Dalla raccolta Il lato destro dell’armadio (Giuliano Ladolfi Editore, 2018)

 

 

Appendice al discorso del nome

C’è anche il nome che credi di abitare
finché non lo senti uscire da una bocca
sformato dalla pronuncia chiara
confusa: non rispondi
(ce l’hanno con tuo cugino?
portatore disinvolto
del nome nonnesco di seconda mano).
Il nome illusorio numerato
soffio di una voce che non riconosci si rivoltola
con te nei sogni
voce di sabbia che ti chiede un bacio
tu non puoi rispondere.
Non è lo stesso nome detto tre volte
da chi sta morendo prima di te
tuo padre che ti chiama e ti dice
parole misteriose non ne capisci una:
non sai se le strascica la luce intatta
del desiderio di portarti a Parigi
le carezze sconosciute del mondo
un rimprovero l’ultimo
un po’ più rumoroso allegro
come il corpo che impara a non esserci.
Ogni tanto le riascolti
per indovinare il senso del discorso
ma il nome che ti ha dato tuo padre
un regalo sbagliato
un’impronta sulla faccia
è l’unica condanna che comprendi.

 

 

Il lato destro dell’armadio

Nessuna devozione per gli oggetti
che non ci appartengono più
la memoria sta in piedi da sola.
Bisogna alleggerire lo scomparto
del marito onorare la vedovanza
cancellando le impronte superflue
coi segni dei polpastrelli e il sudore
nelle scarpe. Butterà le giacche
e le grucce imitazioni di clavicole.
Non soffiare via la forfora dal pettine
è ridicolo come il pensiero
delle mani nei guanti.
Si accorge che le immagini svaporano:
conserverà le fotografie.
Inizia a parlare con un volto
e si vergogna: quei ritratti
disonesti nella loro
confidenza gli occhi del marito
in posa per il fotografo
scheggiano appena il vetro.
La memoria sta in piedi da sola

nella foto è lei a farsi da parte.

 

 

Réclame

La vetrina delle pompe funebri
più sorridente di una salumeria
così invitante di buon gusto
nello starsene appartata in un vicolo.
Non si sporca mai con il baccano
della concorrenza e i suoi necrologi
spudorati pieni di refusi.
Il titolare truccato da amico
dei vivi decanta la perfezione
delle rose disegnate sul legno
le innaffia con lo sguardo:
Sono belle, vero? Sì, sono belle
puoi sentirne il calore

le radici che crescono nel tuo naso.

 

Canio Mancuso (Melfi, 1971) vive a Omegna. Nel 2004 fonda il mensile umoristico Za! e dal 2005 al 2006 è redattore del periodico Sguardi.

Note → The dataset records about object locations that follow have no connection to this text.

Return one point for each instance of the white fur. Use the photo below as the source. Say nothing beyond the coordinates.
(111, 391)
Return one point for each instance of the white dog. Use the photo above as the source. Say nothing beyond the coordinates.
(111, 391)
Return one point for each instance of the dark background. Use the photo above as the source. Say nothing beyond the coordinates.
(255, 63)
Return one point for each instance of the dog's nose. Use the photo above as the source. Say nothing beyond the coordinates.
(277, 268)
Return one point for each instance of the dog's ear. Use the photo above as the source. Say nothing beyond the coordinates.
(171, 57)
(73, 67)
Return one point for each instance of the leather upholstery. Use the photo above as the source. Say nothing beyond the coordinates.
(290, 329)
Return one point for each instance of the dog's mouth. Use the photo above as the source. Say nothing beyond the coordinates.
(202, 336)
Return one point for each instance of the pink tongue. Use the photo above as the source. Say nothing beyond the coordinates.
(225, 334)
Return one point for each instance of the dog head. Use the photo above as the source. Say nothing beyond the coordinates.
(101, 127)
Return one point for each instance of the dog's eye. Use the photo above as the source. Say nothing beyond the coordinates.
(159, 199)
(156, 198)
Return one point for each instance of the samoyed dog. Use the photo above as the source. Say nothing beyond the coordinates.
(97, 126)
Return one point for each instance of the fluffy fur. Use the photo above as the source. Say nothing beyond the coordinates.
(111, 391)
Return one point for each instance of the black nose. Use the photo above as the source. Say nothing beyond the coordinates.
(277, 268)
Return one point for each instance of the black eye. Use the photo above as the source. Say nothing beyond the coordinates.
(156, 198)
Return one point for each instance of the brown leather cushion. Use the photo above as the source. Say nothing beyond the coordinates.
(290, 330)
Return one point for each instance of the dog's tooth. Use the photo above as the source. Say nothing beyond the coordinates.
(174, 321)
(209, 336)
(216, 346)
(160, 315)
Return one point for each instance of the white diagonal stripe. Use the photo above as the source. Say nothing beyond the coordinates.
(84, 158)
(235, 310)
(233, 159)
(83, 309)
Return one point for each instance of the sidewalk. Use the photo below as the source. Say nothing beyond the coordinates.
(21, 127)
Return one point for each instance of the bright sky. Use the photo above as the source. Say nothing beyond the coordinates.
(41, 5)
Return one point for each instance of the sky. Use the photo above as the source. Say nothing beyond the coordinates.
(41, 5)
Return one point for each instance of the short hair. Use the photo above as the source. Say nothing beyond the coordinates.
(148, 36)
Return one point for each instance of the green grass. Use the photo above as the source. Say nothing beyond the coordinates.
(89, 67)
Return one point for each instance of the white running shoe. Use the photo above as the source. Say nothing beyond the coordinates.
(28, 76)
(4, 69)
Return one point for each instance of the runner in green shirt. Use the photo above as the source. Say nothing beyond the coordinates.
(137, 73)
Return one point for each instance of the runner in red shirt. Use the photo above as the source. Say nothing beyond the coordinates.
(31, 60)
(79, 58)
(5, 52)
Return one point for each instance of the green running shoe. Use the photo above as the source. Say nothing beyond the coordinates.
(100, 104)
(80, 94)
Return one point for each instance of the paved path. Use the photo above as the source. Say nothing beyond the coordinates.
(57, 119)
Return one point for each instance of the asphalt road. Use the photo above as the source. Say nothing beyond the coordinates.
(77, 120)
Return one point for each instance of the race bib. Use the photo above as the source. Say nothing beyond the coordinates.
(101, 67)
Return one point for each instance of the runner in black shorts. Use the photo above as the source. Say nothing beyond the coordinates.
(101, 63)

Ha scritto o scrive per le riviste Fermenti, Le reti di Dedalus e Christianitas, e per i quotidiani L’AttaccoCapitanata.it e Zeroventiquattro.it. È citato nel volume Letteratura del Novecento in Puglia (Progedit, Bari 2009 e 2010), a cura di Ettore Catalano. Alcune sue poesie sono apparse su Fermenti, Gradiva, Poliscritture, sulla rivista spagnola Ómnibus e sulla francese Lichen. Nel 2015, insieme a Raffaele Niro, cura l’antologia Sotto il più largo cielo del mondo. Trenta poeti dauni, numero speciale dei Quaderni dell’Orsa (Besa Editrice). Nel marzo 2016, ancora con Besa, pubblica la raccolta di poesie Fiammiferi, tradotta in francese nel 2017. Nel 2018 pubblica Il lato destro dell’armadio (Giuliano Ladolfi Editore).